Marguerite Wilson

Personal information
- Full name: Marguerite Wilson
- Born: 4 March 1918 England
- Died: 1972

Team information
- Discipline: Road
- Role: Rider

Amateur teams
- ?–1937: Bournemouth Arrow CC
- 1938: West Croydon Wheelers

Professional team
- 1939–1941?: Hercules

Major wins
- 1939 – Land's End to John o' Groats

= Marguerite Wilson =

British cyclist

Marguerite Wilson (1918–1972) was a record-breaking cyclist from Bournemouth. In 1939 she broke the Land's End to John o' Groats and 1000 mi records. When World War II stopped her efforts in 1941 she held every Women's Road Records Association (R.R.A.) bicycle record. For her achievements she was celebrated in the Golden Book of Cycling and received the Bidlake Memorial Prize.

==Career==
Wilson started racing in 1935, when she was 17. She broke three records riding as an amateur in 1938. Then in 1939 she turned professional and broke 11 records (including two of her own from 1938).

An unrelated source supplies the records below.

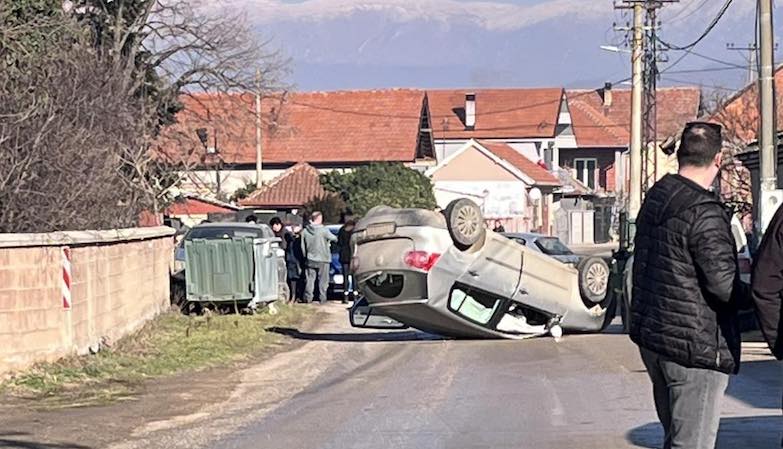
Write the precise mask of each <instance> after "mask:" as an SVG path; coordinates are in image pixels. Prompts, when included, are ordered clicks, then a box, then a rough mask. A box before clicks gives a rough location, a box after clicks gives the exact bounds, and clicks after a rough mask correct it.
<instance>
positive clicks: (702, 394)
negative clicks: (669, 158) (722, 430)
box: [630, 123, 740, 449]
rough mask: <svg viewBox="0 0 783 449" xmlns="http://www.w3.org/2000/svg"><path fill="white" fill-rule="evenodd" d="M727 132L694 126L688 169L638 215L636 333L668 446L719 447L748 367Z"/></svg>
mask: <svg viewBox="0 0 783 449" xmlns="http://www.w3.org/2000/svg"><path fill="white" fill-rule="evenodd" d="M721 148H722V139H721V128H720V126H718V125H713V124H709V123H690V124H688V125H687V126H686V128H685V130H684V131H683V133H682V139H681V142H680V147H679V149H678V153H677V160H678V162H679V166H680V170H679V173H678V174H676V175H668V176H665V177H664V178H662V179H661V180H660V181H658V182H657V183H656V184H655V186H653V188H652V189H650V191H649V192H648V193H647V197H646V199H645V202H644V205H643V206H642V210H641V211H640V212H639V217H638V219H637V232H636V240H635V249H634V263H633V294H632V298H633V301H632V305H631V332H630V333H631V339H632V340H633V341H634V342H635V343H636V344H637V345H639V348H640V352H641V355H642V360H643V361H644V364H645V366H646V367H647V372H648V374H649V376H650V379H651V380H652V384H653V395H654V398H655V408H656V411H657V413H658V418H659V419H660V421H661V424H662V425H663V428H664V433H665V440H664V448H666V449H669V448H688V449H713V448H714V447H715V440H716V436H717V431H718V423H719V421H720V402H721V399H722V397H723V394H724V392H725V390H726V387H727V385H728V381H729V373H736V372H737V370H738V368H739V356H740V334H739V329H738V325H737V310H738V307H737V303H736V298H735V294H736V292H735V285H736V286H739V272H738V269H737V256H736V247H735V244H734V240H733V237H732V234H731V224H730V223H731V219H730V215H729V212H728V210H727V209H726V208H725V207H724V206H723V204H721V203H720V201H718V200H717V198H716V197H715V195H714V194H713V193H712V192H710V190H709V188H710V186H711V185H712V183H713V181H714V180H715V177H716V176H717V174H718V172H719V168H720V165H721Z"/></svg>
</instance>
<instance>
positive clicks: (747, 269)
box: [737, 257, 752, 274]
mask: <svg viewBox="0 0 783 449" xmlns="http://www.w3.org/2000/svg"><path fill="white" fill-rule="evenodd" d="M737 265H739V269H740V273H742V274H749V273H750V272H751V270H752V268H751V263H750V259H746V258H744V257H740V258H739V259H737Z"/></svg>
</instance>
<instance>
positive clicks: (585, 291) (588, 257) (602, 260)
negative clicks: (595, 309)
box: [576, 257, 609, 305]
mask: <svg viewBox="0 0 783 449" xmlns="http://www.w3.org/2000/svg"><path fill="white" fill-rule="evenodd" d="M576 269H577V270H578V271H579V293H581V294H582V299H584V300H585V302H586V303H588V305H593V304H600V303H602V302H603V301H604V300H605V299H606V298H607V296H608V291H609V265H607V263H606V261H604V260H603V259H601V258H600V257H586V258H584V259H582V260H580V261H579V263H578V264H577V265H576Z"/></svg>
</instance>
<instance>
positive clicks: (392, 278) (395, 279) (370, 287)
mask: <svg viewBox="0 0 783 449" xmlns="http://www.w3.org/2000/svg"><path fill="white" fill-rule="evenodd" d="M404 286H405V277H404V276H403V275H401V274H389V273H384V274H381V275H378V276H375V277H373V278H371V279H369V280H368V281H367V287H369V288H370V290H372V292H373V293H375V294H376V295H378V296H382V297H384V298H396V297H398V296H400V293H402V288H403V287H404Z"/></svg>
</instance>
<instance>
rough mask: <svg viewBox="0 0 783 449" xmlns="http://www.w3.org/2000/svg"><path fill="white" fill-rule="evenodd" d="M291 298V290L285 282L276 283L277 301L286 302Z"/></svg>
mask: <svg viewBox="0 0 783 449" xmlns="http://www.w3.org/2000/svg"><path fill="white" fill-rule="evenodd" d="M290 296H291V288H290V287H289V286H288V284H287V283H285V282H278V283H277V299H278V301H283V302H286V301H288V298H289V297H290Z"/></svg>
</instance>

The pinnacle of her year was completing the End to End ride from Land's End to John O'Groats in 2 d 22 h 52 min, continuing to complete the 1,000 miles in a record 3 d 11 h 44 min. When World War II stopped her efforts in 1941 she held all 16 Women's R.R.A. bicycle records. In her career she won over 50 medals and trophies, including the Frederick Thomas Bidlake Memorial Plaque for her End-to-End record.

==Palmarès==

- 1935
1935-07-21, 10 Mile Solo Record – 29 min 14 s

- 1936
1936-07-26, 10 Mile Solo Record – 28 min 54 s
1936-09-05, 10 Mile Solo Record – 28 min 02 s

- 1937
1937-06-06, 10 Mile Solo Record – 27 min 57 s

- 1938
1938-06-19, 10 Mile Solo Record – 27 min 15 s

- 1939
1939-08-29-1939-09-02, Land's End to John O'Groats in 2 d 22 h 52 min
1939-08-29-1939-09-02, 1,000 miles in 3 d 11 h 44 min

==Honours==
In 1939 she received the annual Bidlake Memorial Prize that has been awarded from 1934 until the present in honour of Frederick Thomas Bidlake. Her citation says:
Marguerite Wilson for her bicycle records, Land's End to John O'Groats in 2 d 22 h 52 min and 1,000 miles in 3 d 11 h 44 min accomplished in one ride, 29th August – 2nd September 1939.

On 30 April 1947 her achievements were celebrated in the Golden Book of Cycling.

==Personal life==
Marguerite Wilson was a stewardess for British Overseas Airways Corporation (B.O.A.C) in 1948, working Short Flying boats from the Marine Airway terminal, Solent, Southampton, Hampshire.